What’s the Goal of Medication?

Go on a thought experiment with me.  What’s “normal” in psychiatry?  Are we always supposed to be happy?  Is life always supposed to be smooth?  Only in the world of advertising and on TV is life easy and all problems are resolved in 27 minutes – plus commercials.  (In fact, those products and services in those commercials are placed there to imply using/buying them are your way to get and always be happy.)

 

 

So: “Normal” Doesn’t Equal “Always Happy”

 

We might hypothesize that life is, instead, always in motion – and emotional states are impermanent.  It isn’t always a beautiful day.  The job doesn’t always go well.  We don’t always get the girl (or boy, or non-binary person) at the end of the story.  To meet life’s challenges, we have a range of emotions.  If there’s a danger, we’re supposed to be frightened.  When things are unknown, anxiety is there to give us the extra energy to illuminate the situation and to solve the problem.  When things are unfair, anger adds what we need to confront the injustice and move the needle toward fairness.  Pain gets us out of situations that are harmful. 

 

 

What’s Not “Normal” is When Distress Causes Functional Impairment

 

In fact, the definition of a psychiatric disorder can be summarized as an expression of distress, in the realms of emotions, cognitions or behavior, that causes significant functional impairment in the domains of home, work and play. It is not better explained by a common cultural belief or behavior, or a conflict between the individual and the society.  It is not better explained by another medical condition. 

 

Now, expressions of distress are not psychiatric disorders by themselves.  How much distress?  How much impairment is caused?  And is it caused by something that would cause anyone distress (e.g., bereavement)?  Is it something that if the stressor were removed, the distress would resolve (e.g., chronic pain)? Is the response something that is so magnified and sustained as to be crushing? How does it harm your relationships or your ability to work, to be a partner or spouse, or to be a parent? 

 

 

Working Toward the “Reasonable” Response

In psychiatry, we have the awe-inspiring and terrifying work of helping a patient figure out how a patient in this polyglot society figures out the normal that works for them, their families, and the community they want to inhabit. 

 

Part of that task is to figure out: what are reasonable responses to life inputs? Then, we help patients develop the skills to meet those inputs with reasonable responses.  Reasonable is a key word here, and it’s about balance. For example, touch a stove and you’ll burn.  However, if you spend your life terrified of stoves, you’ll miss the joy of cooking.  Another example: go on a date with someone you love, the kiss should be joyful.  But if you are (as I was) depressed and anxiety-ridden, I felt nothing but worry.   (Don’t worry, today, the kisses are splendid!)

 

 

The Role of Medication: Easing the Hyperactive Response

 

Medication softens and loosens up those hyperactive responses.  It makes the stories we tell much more interesting and nuanced.  For example:

“Ow, accidentally touched that hot pot, but boy you should see the pasta sauce I made!”

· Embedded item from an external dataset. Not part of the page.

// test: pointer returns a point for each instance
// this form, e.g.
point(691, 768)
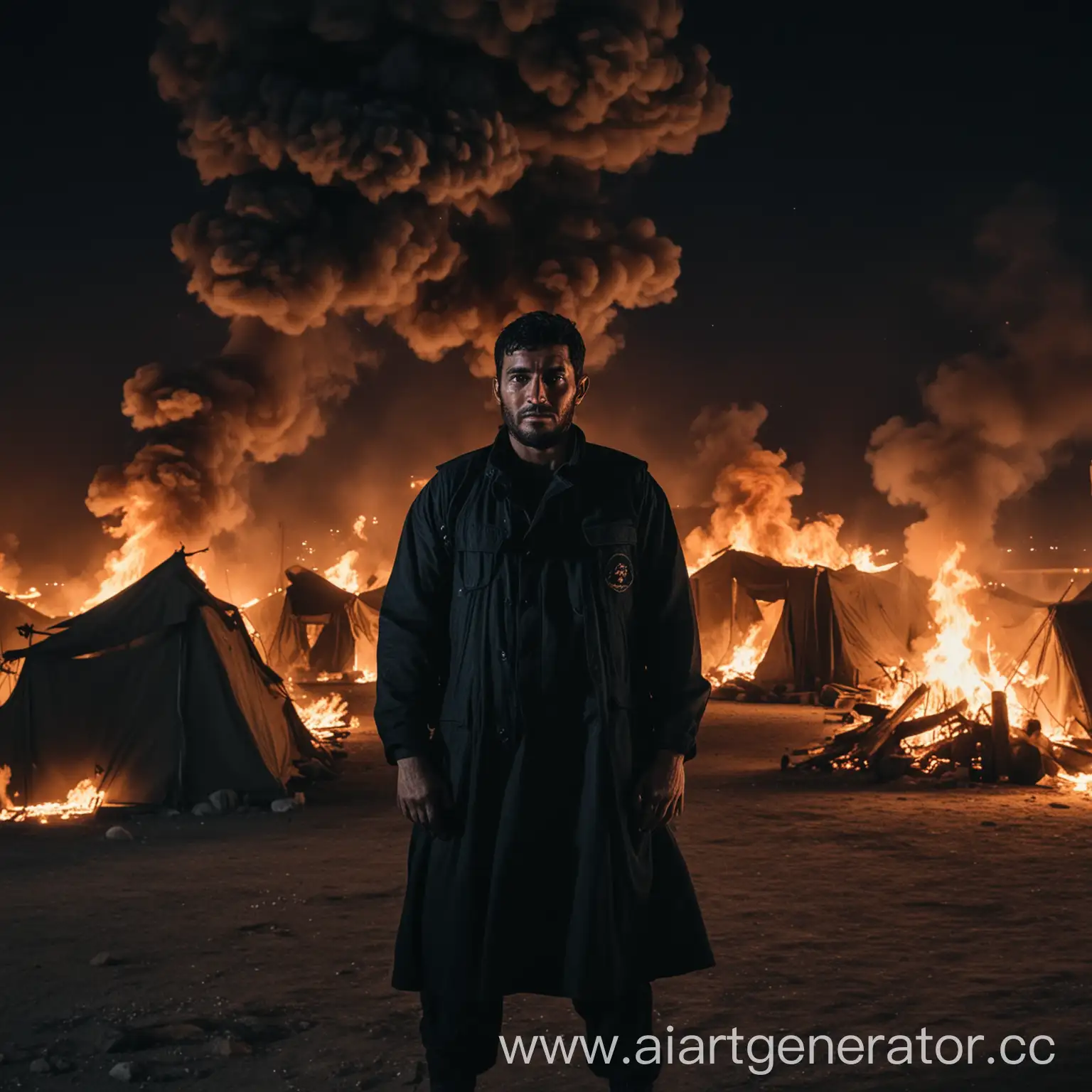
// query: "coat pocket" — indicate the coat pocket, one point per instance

 “Wow, went out in that group of strangers… it wasn’t so bad and I had a great conversation with someone.” 

“Those voices that usually tell me that everyone hates me and I should fear them were actually much nicer to me today.  Maybe I’m okay after all.” 

“Got on the plane, I didn’t panic… wonder why I was panicking in the first place?”

 

It's not going to make a breakup happy – it shouldn’t, breakups should hurt.  It’s not going to make that dog trying to bite you less scary.  But it can help us differentiate the one dangerous dog from all of the ones that are friendly or neutral. 

 

 

Medication + Therapy: Crafting New Stories, Enabling New Responses

 

Therapy more effectively helps us craft new stories about the world that are better and more resilient.  Combined with medication, the ideal result is that we can tolerate more distress and tolerate more joy.  Mostly, we just feel better.  And that is a very good result indeed.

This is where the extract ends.